L’humilité ne peut être une règle en soi, car elle ne se prête guère à ce qu’on la pratique volontairement. Elle est néanmoins un caractère indispensable de l’ahimsâ. Elle fait partie de la nature même de celui en qui est l’ahimsâ.
Un avant-projet des règles et des principes du Satyagraha Ashram fut distribué à quelques amis, parmi lesquels feu Sir Garudas Banerji. Il émit l’opinion que l’humilité devrait figurer parmi les règles de vie, mais, pour la même raison que je viens d’indiquer, il ne fut pas possible d’accepter sa suggestion.
Bien que l’humilité ne soit pas à proprement parler l’une de nos règles, elle est certainement aussi essentielle, sinon plus, que n’importe laquelle de ces règles. Mais personne ne l’a jamais acquise par la pratique.
On peut cultiver la Vérité, de même que l’Amour, mais cultiver l’humilité revient à cultiver l’hypocrisie.
Il ne faut pas ici confondre humilité avec étiquette ou bonnes manières.
Tel homme peut se prosterner devant tel autre en ayant le cœur plein d’amertume contre lui. Ce n’est pas de l’humilité, c’est de la ruse. Tel homme peut répéter le nom de Râma ou dire des chapelets toute la journée, et se comporter comme un sage parmi les hommes ; si, dans le fond de son cœur il est égoïste, il n’est pas humble, mais hypocrite.
L’humble n’a pas conscience de son humilité.

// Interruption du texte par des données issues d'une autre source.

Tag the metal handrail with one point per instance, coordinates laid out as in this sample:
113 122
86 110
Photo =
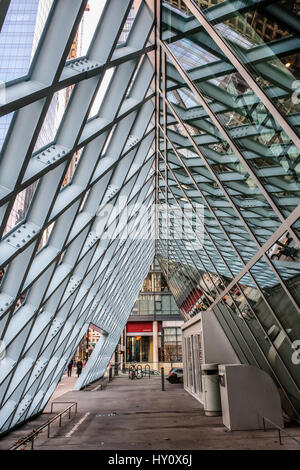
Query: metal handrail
33 434
279 429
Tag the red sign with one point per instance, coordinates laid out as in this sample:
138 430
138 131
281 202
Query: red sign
141 327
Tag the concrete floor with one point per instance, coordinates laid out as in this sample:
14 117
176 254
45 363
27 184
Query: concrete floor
137 415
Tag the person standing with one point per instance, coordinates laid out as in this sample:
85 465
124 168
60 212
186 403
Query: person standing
70 365
79 367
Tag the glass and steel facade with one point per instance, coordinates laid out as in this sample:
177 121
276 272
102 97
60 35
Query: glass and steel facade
198 106
66 263
228 130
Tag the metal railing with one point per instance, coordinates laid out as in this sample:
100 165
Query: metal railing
32 436
279 429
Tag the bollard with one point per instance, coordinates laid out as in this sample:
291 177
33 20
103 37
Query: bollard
162 371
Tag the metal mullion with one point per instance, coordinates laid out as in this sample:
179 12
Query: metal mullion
281 281
75 149
191 279
62 83
240 67
81 195
33 320
203 267
59 334
276 235
187 170
222 130
42 113
216 178
203 225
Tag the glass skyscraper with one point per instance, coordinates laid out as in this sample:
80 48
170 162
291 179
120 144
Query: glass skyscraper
199 120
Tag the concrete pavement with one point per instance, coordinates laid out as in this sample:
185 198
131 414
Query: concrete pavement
138 415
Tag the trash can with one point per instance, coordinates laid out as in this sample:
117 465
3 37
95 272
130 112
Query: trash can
210 382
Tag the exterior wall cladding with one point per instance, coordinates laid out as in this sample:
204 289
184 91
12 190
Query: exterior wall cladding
202 109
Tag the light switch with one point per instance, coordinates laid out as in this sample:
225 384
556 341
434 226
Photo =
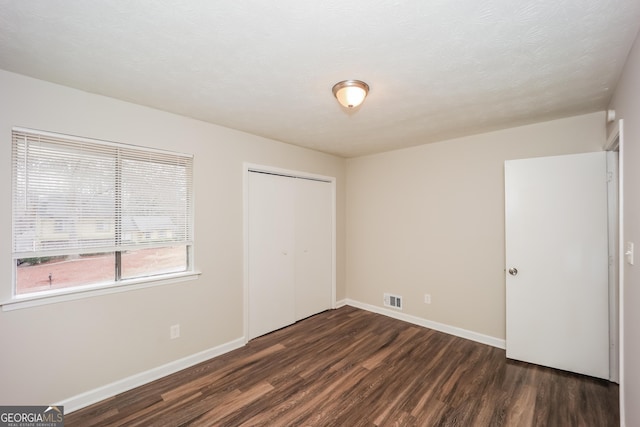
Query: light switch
628 253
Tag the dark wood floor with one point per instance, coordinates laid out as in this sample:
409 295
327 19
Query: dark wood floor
349 367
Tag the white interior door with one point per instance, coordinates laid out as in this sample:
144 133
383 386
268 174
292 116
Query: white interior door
271 252
556 239
313 247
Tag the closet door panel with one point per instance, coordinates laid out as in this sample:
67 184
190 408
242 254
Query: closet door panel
271 253
314 248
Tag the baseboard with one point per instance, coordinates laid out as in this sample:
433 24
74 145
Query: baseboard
101 393
451 330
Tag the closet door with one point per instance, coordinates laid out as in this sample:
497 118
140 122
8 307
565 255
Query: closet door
271 252
314 247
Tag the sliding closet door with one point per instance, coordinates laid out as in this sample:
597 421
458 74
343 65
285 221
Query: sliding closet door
314 247
271 252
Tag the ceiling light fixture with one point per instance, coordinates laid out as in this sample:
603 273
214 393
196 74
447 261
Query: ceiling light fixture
350 93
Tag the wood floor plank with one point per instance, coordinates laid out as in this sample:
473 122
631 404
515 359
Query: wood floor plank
349 367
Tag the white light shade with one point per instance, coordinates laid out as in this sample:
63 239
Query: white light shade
350 93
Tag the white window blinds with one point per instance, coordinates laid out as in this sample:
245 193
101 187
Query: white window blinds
74 195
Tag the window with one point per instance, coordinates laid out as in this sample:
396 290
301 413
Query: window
96 213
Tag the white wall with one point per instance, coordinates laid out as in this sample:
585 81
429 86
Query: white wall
430 219
54 352
626 102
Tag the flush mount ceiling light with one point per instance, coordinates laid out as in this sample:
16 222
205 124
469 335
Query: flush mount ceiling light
350 93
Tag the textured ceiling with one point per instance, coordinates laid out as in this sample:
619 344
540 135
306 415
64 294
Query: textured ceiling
437 69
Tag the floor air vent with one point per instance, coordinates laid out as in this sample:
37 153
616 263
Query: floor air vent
394 301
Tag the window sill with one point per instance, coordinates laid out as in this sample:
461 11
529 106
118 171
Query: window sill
62 295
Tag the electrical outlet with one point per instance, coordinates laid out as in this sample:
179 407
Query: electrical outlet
628 253
174 331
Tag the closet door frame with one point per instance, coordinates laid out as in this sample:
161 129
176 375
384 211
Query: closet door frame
251 168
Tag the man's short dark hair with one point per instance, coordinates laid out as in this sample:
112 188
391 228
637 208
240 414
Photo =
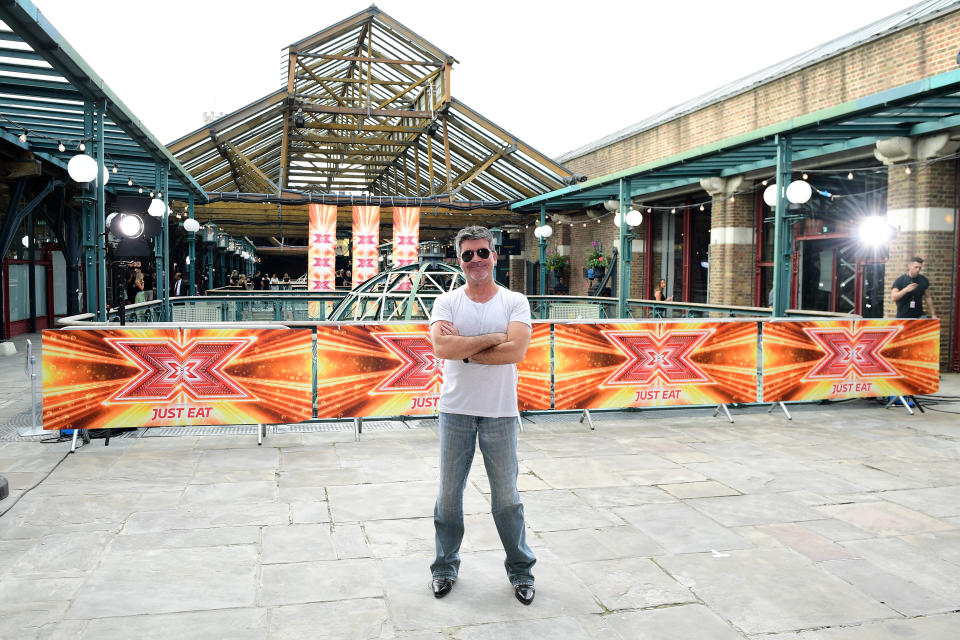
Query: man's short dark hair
474 233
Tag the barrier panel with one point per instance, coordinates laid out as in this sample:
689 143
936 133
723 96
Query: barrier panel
119 378
646 364
107 378
832 359
390 370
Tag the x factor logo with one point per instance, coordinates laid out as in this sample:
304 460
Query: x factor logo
658 354
851 351
420 370
168 367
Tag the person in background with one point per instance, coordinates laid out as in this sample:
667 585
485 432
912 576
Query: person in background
911 290
179 287
660 293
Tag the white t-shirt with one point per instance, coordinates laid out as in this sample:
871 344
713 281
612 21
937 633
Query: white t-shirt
472 389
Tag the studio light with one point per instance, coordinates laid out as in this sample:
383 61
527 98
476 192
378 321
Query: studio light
634 218
799 191
157 208
131 226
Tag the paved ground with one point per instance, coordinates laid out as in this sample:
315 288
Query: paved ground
842 524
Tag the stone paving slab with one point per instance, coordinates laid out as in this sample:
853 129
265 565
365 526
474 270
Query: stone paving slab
841 524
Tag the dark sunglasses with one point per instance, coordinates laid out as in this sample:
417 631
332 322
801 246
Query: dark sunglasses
467 255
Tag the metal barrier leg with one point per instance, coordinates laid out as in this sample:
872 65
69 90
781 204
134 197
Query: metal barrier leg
586 414
782 406
903 401
723 407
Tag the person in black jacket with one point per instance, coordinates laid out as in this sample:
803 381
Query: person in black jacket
911 290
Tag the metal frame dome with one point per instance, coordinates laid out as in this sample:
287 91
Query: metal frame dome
404 293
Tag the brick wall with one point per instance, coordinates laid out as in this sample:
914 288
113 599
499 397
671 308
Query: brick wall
917 52
931 186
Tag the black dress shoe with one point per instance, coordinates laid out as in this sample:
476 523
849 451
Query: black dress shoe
524 592
441 587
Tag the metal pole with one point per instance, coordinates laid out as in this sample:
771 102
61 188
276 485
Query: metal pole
781 246
164 185
626 239
100 217
191 251
543 252
89 224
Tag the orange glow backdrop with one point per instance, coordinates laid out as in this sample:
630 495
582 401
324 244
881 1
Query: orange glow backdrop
646 364
816 360
115 378
390 370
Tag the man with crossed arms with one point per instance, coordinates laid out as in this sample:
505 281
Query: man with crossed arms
482 330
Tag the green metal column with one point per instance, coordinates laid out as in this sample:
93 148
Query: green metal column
100 215
191 251
781 235
164 186
625 251
543 252
89 224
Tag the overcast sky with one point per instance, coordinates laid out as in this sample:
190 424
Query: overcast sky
555 74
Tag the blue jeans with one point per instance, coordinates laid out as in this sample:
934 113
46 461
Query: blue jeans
498 444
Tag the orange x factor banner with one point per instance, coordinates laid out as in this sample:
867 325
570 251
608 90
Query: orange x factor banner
818 360
390 370
113 378
366 240
406 239
646 364
321 256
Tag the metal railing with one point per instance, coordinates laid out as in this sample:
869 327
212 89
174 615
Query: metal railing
225 305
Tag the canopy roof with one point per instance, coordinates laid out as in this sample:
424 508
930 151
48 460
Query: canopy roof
365 109
927 106
44 87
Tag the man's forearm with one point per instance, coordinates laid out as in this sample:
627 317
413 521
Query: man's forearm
451 347
509 352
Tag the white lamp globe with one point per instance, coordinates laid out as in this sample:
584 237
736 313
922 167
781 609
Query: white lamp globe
770 195
82 168
157 208
131 226
799 191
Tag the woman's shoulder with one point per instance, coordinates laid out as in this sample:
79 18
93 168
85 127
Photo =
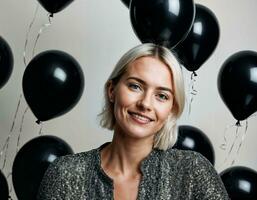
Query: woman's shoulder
76 160
183 155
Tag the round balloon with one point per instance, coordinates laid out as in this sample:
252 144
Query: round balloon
4 191
237 84
240 183
192 138
126 2
54 6
53 83
6 62
163 22
31 162
201 40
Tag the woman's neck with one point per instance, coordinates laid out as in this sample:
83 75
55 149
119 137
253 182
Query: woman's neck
123 156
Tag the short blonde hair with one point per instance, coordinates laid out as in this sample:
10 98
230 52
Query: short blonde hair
166 137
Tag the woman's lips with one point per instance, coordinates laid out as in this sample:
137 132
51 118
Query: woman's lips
140 118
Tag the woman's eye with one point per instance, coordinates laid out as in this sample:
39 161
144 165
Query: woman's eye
163 97
134 86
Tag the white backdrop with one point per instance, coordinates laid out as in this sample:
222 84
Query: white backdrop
97 33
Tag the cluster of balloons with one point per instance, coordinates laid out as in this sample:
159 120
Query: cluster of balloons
31 162
190 30
6 62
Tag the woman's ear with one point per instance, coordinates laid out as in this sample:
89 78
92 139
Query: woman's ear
110 90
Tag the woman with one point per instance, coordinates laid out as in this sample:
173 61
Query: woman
144 96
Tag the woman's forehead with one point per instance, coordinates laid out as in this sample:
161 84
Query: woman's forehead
151 70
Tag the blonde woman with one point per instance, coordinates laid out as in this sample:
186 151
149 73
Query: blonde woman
144 97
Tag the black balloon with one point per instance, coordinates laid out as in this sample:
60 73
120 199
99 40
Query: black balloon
53 83
237 84
240 183
31 162
192 138
6 62
4 191
201 40
54 6
163 22
126 2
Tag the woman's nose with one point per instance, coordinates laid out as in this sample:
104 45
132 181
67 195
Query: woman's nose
145 102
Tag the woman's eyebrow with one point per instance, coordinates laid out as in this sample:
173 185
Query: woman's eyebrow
144 83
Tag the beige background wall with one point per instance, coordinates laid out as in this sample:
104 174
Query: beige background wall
97 33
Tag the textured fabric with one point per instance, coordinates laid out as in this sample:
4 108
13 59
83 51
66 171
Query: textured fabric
166 175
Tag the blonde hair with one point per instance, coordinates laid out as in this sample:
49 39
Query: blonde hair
167 136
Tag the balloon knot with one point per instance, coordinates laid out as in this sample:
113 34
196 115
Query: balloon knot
238 123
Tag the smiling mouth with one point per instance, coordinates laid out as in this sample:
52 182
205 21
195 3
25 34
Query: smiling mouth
140 118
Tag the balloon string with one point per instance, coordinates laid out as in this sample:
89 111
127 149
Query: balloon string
192 91
21 126
27 35
6 144
242 140
50 16
10 190
233 144
40 130
223 146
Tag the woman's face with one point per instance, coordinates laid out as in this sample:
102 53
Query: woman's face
143 98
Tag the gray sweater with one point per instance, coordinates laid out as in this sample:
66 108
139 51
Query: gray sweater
166 175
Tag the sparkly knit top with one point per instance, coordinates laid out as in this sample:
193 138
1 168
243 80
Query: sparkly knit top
166 175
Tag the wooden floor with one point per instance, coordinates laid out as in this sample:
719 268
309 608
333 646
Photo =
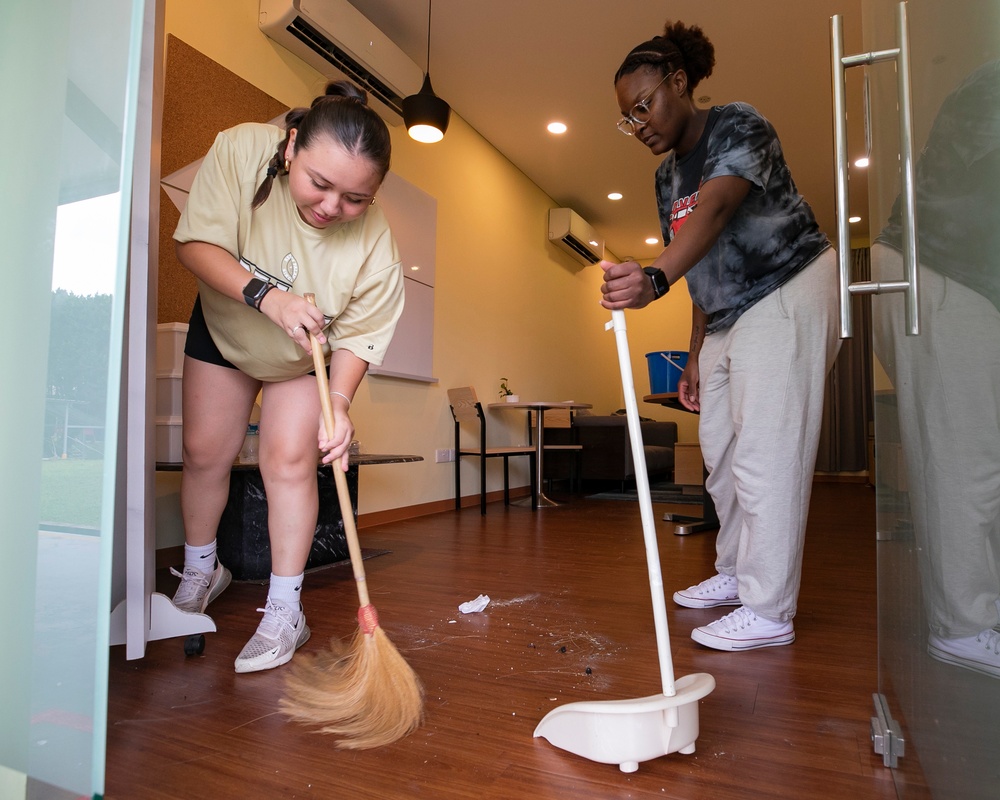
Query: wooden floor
569 592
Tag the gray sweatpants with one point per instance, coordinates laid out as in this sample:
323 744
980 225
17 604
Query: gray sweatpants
762 384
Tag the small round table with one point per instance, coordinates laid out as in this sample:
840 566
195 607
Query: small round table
539 406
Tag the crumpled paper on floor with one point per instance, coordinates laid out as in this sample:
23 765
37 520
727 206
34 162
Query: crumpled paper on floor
472 606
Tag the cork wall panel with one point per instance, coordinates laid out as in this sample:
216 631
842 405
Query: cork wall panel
200 98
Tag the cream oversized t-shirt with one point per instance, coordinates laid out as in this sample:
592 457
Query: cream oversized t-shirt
353 268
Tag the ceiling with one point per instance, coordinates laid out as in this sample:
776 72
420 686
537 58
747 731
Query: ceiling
509 68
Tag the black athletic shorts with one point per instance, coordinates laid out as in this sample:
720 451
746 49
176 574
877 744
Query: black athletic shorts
199 344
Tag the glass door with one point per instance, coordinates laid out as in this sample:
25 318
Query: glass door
937 412
70 70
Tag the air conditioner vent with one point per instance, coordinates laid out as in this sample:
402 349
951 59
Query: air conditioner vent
580 248
572 233
338 41
318 43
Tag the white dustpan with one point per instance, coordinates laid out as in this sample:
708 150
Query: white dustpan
625 732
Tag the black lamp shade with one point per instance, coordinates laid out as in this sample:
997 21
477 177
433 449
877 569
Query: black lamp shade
425 114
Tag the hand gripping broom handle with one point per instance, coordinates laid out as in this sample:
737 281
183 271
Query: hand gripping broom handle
343 493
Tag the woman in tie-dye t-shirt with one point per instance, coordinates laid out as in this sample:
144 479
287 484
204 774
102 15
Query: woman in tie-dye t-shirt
762 280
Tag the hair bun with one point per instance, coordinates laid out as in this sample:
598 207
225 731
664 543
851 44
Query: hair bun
346 89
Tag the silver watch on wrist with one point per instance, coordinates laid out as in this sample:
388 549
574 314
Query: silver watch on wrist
255 290
659 280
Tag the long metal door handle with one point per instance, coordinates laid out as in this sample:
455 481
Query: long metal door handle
909 284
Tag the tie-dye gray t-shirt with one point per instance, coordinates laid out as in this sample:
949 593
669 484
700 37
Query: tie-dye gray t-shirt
773 233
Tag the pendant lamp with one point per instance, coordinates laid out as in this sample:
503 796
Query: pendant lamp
424 113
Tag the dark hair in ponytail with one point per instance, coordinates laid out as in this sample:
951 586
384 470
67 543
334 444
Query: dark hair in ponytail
680 47
343 114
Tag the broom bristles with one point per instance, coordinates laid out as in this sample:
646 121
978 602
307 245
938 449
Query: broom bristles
365 693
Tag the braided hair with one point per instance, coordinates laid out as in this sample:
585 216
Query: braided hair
680 47
342 113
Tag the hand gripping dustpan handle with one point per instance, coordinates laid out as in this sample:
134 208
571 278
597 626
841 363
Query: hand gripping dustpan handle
645 504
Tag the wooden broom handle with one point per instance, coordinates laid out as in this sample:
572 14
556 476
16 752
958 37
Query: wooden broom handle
343 493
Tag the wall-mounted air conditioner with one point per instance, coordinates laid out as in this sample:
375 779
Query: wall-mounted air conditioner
570 231
336 39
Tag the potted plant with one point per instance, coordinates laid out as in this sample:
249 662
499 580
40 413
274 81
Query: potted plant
506 394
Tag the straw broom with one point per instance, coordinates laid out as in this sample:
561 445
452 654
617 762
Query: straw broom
365 692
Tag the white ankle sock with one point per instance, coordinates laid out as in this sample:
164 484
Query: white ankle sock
201 558
286 591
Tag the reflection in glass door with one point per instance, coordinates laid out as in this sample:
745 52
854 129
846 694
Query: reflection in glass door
938 398
70 71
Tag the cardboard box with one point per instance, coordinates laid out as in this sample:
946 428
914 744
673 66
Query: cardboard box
689 469
168 395
170 338
168 440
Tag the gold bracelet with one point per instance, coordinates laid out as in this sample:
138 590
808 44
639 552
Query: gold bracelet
348 399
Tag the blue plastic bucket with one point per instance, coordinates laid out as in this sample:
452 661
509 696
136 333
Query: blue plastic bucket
665 368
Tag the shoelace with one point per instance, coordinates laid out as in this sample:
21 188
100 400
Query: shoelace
192 580
739 619
718 582
992 640
275 619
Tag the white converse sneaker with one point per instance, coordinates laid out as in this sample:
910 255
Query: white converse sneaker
980 653
197 589
719 590
276 640
742 629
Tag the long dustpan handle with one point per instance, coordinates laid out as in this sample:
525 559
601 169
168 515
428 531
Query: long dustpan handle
645 504
343 493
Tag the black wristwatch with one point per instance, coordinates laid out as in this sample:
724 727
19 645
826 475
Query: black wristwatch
255 290
659 281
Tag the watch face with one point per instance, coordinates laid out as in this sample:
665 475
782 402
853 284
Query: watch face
254 291
659 281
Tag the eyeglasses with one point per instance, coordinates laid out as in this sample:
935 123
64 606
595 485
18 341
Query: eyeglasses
639 113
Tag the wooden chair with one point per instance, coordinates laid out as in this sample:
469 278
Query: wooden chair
561 446
465 407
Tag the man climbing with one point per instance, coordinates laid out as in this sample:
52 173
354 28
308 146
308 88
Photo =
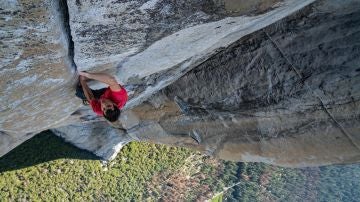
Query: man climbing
105 102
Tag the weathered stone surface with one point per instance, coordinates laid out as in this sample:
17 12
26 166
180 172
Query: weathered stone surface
286 95
100 138
139 57
35 69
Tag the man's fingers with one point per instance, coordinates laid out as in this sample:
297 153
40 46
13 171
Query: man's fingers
83 74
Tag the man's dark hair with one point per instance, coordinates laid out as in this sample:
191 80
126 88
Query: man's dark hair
112 115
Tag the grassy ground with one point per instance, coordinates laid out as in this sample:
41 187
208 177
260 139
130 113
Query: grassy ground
46 169
218 198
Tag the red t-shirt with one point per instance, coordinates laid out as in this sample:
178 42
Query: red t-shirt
118 97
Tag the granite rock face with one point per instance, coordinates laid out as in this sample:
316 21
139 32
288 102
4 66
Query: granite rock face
35 70
280 85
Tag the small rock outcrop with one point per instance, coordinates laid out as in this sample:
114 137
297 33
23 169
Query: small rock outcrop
266 81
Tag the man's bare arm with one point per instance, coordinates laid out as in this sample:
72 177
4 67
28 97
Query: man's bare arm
104 78
87 91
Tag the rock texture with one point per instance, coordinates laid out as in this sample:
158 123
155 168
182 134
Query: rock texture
35 70
280 85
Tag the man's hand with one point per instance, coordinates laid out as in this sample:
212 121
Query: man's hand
84 74
82 78
104 78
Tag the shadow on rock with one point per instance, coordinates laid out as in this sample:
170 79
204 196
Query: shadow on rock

On peut essayer de mesurer la Vérité et d’autres choses semblables, mais non l’humilité. L’humilité innée ne peut jamais rester cachée, et pourtant son possesseur en ignore l’existence.
L’humilité devrait faire comprendre à celui qui la possède qu’il n’est rien. Dès qu’on s’imagine être quelque chose, il y a égoïsme. Si celui qui observe des règles en éprouve de la fierté, les règles perdront beaucoup de leur valeur, sinon toute. Et l’homme qui est fier de sa vertu devient souvent un fléau pour ses voisins. Ceux-ci n’apprécieront pas sa vertu, et lui-même n’en pourra retirer aucun profit.
Un peu de réflexion suffit à nous persuader que toutes les créatures ne sont rien de plus qu’un simple atome dans l’univers.
Notre existence comme êtres incarnés est tout à fait éphémère. Qu’est-ce que cent ans dans l’éternité ? Mais si nous mettons en miettes les chaînes de l’égoïsme et si nous nous fondons dans l’océan de l’humanité, nous aurons part à sa dignité. Sentir que nous sommes quelque chose, c’est élever une barrière entre Dieu et nous. Cesser de sentir que nous sommes quelque chose, c’est devenir un avec Dieu.
Une goutte d’eau dans l’océan a sa part de l’immensité de l’ensemble, bien qu’elle n’en ait pas conscience. Mais elle s’évapore dès qu’elle entre dans une vie indépendante de celle de l’océan. Nous n’exagérons pas lorsque nous disons que la vie sur la terre n’est qu’une Bulle.
Une vie consacrée à servir doit être une vie d’humilité.
Celui qui veut sacrifier sa vie pour autrui n’a guère le temps de s’assurer une place au soleil. Il ne faut pas confondre inertie et humilité comme on l’a fait dans l’hindouisme.
La véritable humilité exige que l’on consacre entièrement au service de l’humanité l’effort le plus ardu et le plus constant. Dieu est toujours en action, sans un seul instant de repos. Si nous voulons Le servir ou devenir un avec Lui, notre activité doit être aussi infatigable que la Sienne.
La goutte d’eau qui s’est séparée de l’océan peut trouver un repos momentané, mais celle qui est dans l’océan ne connait pas de repos. Il en est de même pour nous. Dès que nous devenons un avec l’océan, c’est-à-dire Dieu, il n’est plus pour nous de repos, et d’ailleurs, nous n’en avons plus besoin.
Notre sommeil même est encore de l’action, car nous dormons avec la pensée de Dieu dans notre cœur. C’est cette activité continuelle qui constitue le véritable repos. Cette agitation incessante contient le secret de la paix ineffable. Cet état suprême de total abandon est difficile à décrire, mais il n’est pas hors de l’atteinte de l’homme. Beaucoup d’âmes consacrées y sont parvenues, et nous pouvons l’atteindre aussi.
Tel est le but que nous nous sommes assigné au Satyagraha Ashram ; toutes nos règles, toute notre activité ont pour but de nous aider à y parvenir.
Si nous avons la Vérité en nous, nous y arriverons un jour à notre insu.
— Lettres à l’Ashram. Ch XII – Humilité.